MR API Compatibility

The MapReduce Application Master REST API’s allow the user to get status on the running MapReduce application master.

  • Version 2.x – MR API compatible with Hadoop 1.x program to execute on Hadoop 2.X
  • Version 3.x – Here also MR API is compatible with running Hadoop 1.x programs to execute on Hadoop 3.X

Support for Microsoft Windows

  • Version 2.x – It can be deployed on windows.
  • Version 3.x – It also supports for Microsoft windows.

Slots/Container

Signifies an allocated resources to an ApplicationMaster. ResourceManager is responsible for issuing resource/container to an ApplicationMaster.

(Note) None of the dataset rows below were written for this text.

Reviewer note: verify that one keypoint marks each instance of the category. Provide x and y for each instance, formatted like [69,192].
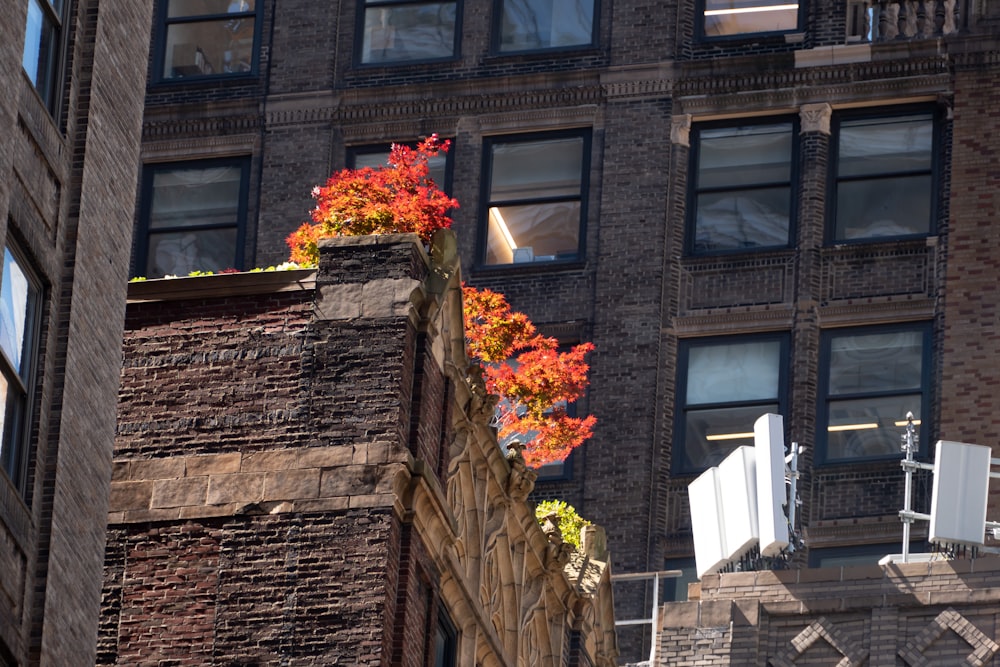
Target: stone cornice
[191,147]
[876,311]
[732,321]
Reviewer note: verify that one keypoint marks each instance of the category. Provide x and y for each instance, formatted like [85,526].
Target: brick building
[70,121]
[305,474]
[785,207]
[940,613]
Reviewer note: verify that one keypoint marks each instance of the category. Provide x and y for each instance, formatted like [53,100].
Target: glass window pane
[868,427]
[179,253]
[533,232]
[885,145]
[189,197]
[734,17]
[17,297]
[204,48]
[742,219]
[733,372]
[11,450]
[177,8]
[541,24]
[876,362]
[710,435]
[529,170]
[423,31]
[734,157]
[884,207]
[40,44]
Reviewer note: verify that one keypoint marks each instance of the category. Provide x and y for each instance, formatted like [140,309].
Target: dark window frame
[384,148]
[586,135]
[16,437]
[446,628]
[50,91]
[834,179]
[694,189]
[143,233]
[496,34]
[703,37]
[162,23]
[862,551]
[359,34]
[824,397]
[679,466]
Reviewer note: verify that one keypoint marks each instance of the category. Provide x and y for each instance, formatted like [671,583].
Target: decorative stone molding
[680,130]
[201,147]
[983,648]
[638,89]
[854,655]
[702,98]
[815,118]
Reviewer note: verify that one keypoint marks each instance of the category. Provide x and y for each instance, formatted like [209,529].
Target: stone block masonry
[305,474]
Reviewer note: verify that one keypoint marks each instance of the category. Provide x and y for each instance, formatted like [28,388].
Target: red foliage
[396,198]
[535,386]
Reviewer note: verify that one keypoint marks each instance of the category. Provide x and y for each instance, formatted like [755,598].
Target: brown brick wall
[971,308]
[66,201]
[902,614]
[340,531]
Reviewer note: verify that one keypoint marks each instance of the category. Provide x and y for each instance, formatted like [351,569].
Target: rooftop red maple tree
[535,381]
[533,378]
[394,198]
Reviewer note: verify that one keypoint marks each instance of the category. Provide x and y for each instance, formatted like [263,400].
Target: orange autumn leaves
[400,197]
[535,381]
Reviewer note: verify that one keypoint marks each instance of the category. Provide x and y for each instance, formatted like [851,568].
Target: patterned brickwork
[936,613]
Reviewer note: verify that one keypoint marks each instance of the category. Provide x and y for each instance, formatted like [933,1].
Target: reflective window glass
[529,25]
[724,387]
[870,380]
[209,38]
[885,179]
[193,217]
[395,31]
[725,18]
[742,188]
[536,199]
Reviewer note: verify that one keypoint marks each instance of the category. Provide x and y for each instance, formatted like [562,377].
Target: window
[726,18]
[440,166]
[884,176]
[675,588]
[741,191]
[202,38]
[193,217]
[444,641]
[535,198]
[724,386]
[532,25]
[19,316]
[869,380]
[396,31]
[42,43]
[861,554]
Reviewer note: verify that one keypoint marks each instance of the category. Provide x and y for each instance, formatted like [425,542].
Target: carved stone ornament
[522,478]
[680,130]
[816,118]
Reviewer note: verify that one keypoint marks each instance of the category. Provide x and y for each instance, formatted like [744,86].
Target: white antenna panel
[769,446]
[706,522]
[958,499]
[738,490]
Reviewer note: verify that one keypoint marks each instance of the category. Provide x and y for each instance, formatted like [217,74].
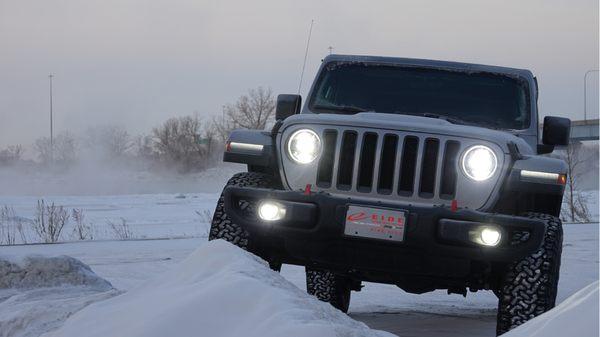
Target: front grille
[388,163]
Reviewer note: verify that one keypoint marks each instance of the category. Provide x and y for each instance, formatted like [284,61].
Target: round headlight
[479,162]
[304,146]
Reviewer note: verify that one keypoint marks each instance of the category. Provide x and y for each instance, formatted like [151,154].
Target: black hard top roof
[470,67]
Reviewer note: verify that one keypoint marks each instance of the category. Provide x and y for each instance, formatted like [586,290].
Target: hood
[411,123]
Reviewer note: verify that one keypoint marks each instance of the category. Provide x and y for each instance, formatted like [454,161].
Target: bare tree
[178,142]
[49,221]
[252,111]
[81,230]
[7,226]
[121,230]
[11,155]
[110,140]
[63,152]
[577,209]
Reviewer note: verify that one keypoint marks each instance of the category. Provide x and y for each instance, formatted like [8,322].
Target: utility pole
[585,92]
[51,124]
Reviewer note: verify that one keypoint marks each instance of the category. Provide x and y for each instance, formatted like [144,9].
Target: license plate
[375,223]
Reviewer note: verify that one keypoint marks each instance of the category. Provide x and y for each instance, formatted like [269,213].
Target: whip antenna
[305,56]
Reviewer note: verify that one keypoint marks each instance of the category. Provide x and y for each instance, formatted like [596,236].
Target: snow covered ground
[128,264]
[219,290]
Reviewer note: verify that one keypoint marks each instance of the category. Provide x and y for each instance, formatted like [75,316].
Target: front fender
[252,147]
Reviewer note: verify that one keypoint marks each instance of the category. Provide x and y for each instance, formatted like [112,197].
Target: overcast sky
[137,63]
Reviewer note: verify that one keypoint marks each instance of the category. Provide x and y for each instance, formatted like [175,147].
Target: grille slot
[325,171]
[448,182]
[366,164]
[408,167]
[387,164]
[346,164]
[428,168]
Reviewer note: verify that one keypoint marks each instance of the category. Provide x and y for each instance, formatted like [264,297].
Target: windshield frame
[522,81]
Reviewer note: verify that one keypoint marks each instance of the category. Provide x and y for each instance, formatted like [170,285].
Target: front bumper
[312,233]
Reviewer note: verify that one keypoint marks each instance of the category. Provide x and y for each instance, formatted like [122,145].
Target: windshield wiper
[449,119]
[343,108]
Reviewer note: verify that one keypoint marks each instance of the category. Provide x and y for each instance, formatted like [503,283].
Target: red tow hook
[454,205]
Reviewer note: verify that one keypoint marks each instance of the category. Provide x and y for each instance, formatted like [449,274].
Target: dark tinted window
[485,99]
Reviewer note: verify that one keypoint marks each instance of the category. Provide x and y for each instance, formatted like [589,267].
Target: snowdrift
[38,294]
[219,290]
[42,272]
[576,316]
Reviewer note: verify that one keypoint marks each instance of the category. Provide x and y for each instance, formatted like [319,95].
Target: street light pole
[51,123]
[585,92]
[51,128]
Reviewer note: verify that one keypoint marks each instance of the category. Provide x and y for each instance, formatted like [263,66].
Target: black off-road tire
[329,287]
[529,286]
[221,226]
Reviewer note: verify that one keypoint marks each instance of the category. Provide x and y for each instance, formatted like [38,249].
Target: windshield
[485,99]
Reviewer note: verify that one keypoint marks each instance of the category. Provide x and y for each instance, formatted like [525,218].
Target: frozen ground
[126,264]
[219,290]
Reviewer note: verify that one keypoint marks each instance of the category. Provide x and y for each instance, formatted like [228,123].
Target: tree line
[184,144]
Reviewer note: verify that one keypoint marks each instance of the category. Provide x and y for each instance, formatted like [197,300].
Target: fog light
[490,236]
[271,211]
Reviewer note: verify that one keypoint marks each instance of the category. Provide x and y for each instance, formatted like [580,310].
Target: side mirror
[287,105]
[557,131]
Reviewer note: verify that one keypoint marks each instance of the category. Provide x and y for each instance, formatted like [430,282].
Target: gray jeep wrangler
[418,173]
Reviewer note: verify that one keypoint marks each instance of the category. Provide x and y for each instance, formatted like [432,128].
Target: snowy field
[129,264]
[169,227]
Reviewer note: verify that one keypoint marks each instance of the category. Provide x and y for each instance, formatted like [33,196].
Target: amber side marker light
[543,177]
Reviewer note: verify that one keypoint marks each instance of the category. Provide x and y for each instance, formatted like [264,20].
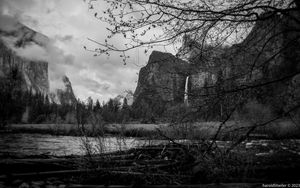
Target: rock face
[162,78]
[34,73]
[64,96]
[271,51]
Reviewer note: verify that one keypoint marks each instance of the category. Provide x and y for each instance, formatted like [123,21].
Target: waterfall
[186,90]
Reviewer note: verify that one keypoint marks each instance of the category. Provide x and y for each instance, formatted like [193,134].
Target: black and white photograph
[149,93]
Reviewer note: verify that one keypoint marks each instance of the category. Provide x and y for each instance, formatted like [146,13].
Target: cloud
[68,24]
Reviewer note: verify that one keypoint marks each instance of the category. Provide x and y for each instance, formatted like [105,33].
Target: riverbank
[156,165]
[281,129]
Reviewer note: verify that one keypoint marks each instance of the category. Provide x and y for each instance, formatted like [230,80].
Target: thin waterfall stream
[186,90]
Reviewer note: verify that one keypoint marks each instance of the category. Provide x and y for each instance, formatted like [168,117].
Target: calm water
[37,144]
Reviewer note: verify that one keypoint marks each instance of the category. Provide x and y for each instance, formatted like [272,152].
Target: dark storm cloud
[68,23]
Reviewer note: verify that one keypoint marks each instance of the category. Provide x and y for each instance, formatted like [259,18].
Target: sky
[68,24]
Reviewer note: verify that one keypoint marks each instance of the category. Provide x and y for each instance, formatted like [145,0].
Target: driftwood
[223,185]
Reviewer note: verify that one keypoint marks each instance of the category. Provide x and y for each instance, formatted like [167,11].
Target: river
[39,144]
[21,145]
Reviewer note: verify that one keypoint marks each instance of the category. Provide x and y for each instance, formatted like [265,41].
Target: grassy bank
[281,129]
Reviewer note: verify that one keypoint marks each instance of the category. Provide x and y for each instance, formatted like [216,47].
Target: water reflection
[37,144]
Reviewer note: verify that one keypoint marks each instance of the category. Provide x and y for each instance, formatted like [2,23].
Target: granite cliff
[34,74]
[163,78]
[271,51]
[64,96]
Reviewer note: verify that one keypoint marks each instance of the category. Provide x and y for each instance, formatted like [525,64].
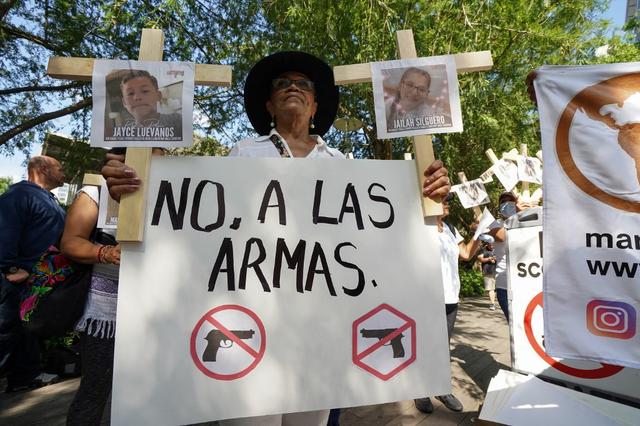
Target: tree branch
[4,137]
[60,88]
[18,33]
[4,8]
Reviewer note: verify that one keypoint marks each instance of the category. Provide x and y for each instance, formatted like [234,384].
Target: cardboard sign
[416,97]
[524,252]
[142,104]
[588,118]
[242,299]
[471,193]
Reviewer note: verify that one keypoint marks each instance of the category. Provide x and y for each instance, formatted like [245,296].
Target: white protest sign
[263,285]
[592,211]
[142,103]
[524,253]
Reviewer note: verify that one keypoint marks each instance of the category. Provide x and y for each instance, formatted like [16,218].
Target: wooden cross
[476,209]
[132,206]
[422,146]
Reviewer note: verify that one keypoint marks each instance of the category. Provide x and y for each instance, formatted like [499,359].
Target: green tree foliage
[5,182]
[521,34]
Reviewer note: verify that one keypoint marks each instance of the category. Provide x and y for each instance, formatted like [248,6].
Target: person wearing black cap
[452,248]
[291,101]
[508,205]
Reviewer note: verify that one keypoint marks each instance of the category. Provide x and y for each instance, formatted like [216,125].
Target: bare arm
[75,244]
[120,178]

  • Version 2.x – Hadoop 1 works on the concept of slots but Hadoop 2.X works on the concept of the container. Through in the container, we can run the generic task.
  • Version 3.x – It also works on the concept of a container.

Single Point of Failure

  • Version 2.x – It has Features to overcome Single point of failover, so whenever Namenode fails it recovers automatically.
  • Version 3.x – It has Features to overcome Single point of failover, so whenever Namenode fails it recovers automatically.

HDFS Federation

HDFS Federation improves the existing HDFS architecture through a clear separation of namespace and storage, enabling generic block storage layer.

  • Version 2.x – In Hadoop 1.0, only single NameNode to manage all Namespace but in Hadoop 2.0, multiple NameNode for multiple Namespace.
  • Version 3.x – Hadoop 3.x also have multiple Namenode for multiple namespaces.

Scalability

  • Version 2.x – In hadoop 2.x, we can scale up to 10,000 Nodes per cluster.
  • Version 3.x – Hadoop 3.x provides better scalability compared with Hadoop 2.x. We can scale more than 10,000 nodes per cluster.

Faster Access to Data

  • Version 2.x – Due to data Node caching we can fast access the data.
  • Version 3.x – Similar to Hadoop 2.x, In Hadoop 3.x also due to data node caching we can fast access the data.

Platform

  • Version 2.x –  It can serve as a platform for a wide variety of data analytics as possible to run event processing, streaming, and real-time operations.
  • Version 3.x – Similar to Hadoop version 2.0, It can also serve as a platform for a wide variety of data analytics as possible to run event processing, streaming, and real-time operations.